Quelle est l’utilité stratégique de la recherche dans les écoles de management ? Cette question n’est définitivement plus à poser. Elle trouve sa réponse dans le « cahier des charges » des accréditations nationales et internationales (Grade de Master, AACSB, EQUIS, etc.) qui accorde une importance particulière au développement d’expertises en adéquation avec les défis que doivent relever les managers. L’activité de recherche menée dans les écoles, évaluée désormais en termes d’impact sur le monde des affaires, est une activité qui doit rester utile aux décideurs privés et publics. Son excellence repose sur un double corps d’expertises : celles des enseignants-chercheurs, à travers la réalisation de travaux de recherche académique et appliquée, et celles des étudiants, grâce à la mise en oeuvre d’une pédagogie dédiée à la résolution scientifique de problématiques managériales.

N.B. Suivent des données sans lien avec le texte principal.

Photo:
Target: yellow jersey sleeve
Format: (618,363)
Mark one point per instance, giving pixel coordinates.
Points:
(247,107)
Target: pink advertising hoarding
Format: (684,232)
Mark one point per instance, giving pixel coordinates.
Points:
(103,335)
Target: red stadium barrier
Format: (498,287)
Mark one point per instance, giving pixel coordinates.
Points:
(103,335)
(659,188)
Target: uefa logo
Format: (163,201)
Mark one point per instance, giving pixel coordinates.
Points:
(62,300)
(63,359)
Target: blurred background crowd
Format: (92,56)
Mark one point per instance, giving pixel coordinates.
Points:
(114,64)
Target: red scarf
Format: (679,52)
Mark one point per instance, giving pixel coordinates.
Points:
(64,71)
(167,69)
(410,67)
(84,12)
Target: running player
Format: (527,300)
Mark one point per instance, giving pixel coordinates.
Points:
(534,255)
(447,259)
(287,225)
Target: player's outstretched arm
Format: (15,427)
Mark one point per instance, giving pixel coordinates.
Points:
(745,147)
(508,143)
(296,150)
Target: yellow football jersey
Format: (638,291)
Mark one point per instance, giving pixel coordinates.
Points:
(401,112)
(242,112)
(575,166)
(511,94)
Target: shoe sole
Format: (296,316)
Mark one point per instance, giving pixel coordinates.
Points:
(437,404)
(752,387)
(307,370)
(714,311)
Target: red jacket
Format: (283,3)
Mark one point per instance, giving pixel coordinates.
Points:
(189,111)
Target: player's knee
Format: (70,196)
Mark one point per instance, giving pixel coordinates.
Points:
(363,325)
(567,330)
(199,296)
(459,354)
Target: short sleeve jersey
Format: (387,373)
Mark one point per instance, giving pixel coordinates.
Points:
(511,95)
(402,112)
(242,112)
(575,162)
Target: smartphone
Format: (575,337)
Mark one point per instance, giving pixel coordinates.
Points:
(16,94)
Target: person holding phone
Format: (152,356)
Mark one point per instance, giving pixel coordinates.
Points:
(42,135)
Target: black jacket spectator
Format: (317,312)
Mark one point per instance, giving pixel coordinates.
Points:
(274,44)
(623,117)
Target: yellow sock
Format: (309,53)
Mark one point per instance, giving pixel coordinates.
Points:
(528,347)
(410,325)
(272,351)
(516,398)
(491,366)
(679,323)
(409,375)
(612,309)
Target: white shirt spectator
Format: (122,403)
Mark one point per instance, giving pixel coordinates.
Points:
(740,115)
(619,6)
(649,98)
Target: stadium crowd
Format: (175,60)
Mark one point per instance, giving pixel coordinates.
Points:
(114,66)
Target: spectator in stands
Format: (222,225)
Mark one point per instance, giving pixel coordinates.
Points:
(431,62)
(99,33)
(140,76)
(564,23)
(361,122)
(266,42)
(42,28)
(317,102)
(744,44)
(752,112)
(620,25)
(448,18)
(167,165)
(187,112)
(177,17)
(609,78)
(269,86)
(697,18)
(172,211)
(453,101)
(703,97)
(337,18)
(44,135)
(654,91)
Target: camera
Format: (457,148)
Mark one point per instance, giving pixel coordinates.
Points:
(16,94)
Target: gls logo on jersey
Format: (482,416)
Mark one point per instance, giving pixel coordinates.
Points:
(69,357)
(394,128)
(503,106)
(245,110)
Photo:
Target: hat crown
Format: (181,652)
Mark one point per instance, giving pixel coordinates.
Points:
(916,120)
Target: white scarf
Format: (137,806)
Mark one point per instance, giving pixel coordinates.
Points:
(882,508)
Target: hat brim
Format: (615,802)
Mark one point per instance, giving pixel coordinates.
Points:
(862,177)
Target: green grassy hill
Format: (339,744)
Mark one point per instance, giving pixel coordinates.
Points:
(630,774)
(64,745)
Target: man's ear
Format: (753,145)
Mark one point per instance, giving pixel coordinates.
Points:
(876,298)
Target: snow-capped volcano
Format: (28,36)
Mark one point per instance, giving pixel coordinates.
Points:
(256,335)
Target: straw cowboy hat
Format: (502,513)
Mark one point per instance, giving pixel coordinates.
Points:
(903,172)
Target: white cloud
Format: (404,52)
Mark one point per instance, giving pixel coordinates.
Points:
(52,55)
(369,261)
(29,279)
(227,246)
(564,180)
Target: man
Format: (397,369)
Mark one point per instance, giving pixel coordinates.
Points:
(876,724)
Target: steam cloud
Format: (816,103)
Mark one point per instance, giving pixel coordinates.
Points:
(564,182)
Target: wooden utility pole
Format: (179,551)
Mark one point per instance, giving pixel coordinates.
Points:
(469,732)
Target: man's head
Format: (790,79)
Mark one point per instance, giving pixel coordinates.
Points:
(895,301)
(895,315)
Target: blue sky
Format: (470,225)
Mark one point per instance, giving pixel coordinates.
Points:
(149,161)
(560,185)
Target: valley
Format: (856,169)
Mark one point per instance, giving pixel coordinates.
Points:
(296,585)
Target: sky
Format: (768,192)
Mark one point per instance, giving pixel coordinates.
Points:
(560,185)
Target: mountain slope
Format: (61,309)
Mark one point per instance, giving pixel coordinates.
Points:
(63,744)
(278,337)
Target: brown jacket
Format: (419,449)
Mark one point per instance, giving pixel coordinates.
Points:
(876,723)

L’excellence des enseignants-chercheurs par le développement de leurs expertises
La recherche appliquée en sciences de gestion est une recherche au service de l’action et de la prise de décision du manager. Elle se matérialise par des contrats de recherche conclus avec des entreprises partenaires ou bien encore par la participation à des programmes de coopération territoriale européenne tels que les programmes INTERREG. Elle facilite l’accès à des financements externes susceptibles de contribuer à la revitalisation du business model d’une école, par le développement d’expertises différenciatrices sur un marché caractérisé par une forte concurrence internationale entre business schools.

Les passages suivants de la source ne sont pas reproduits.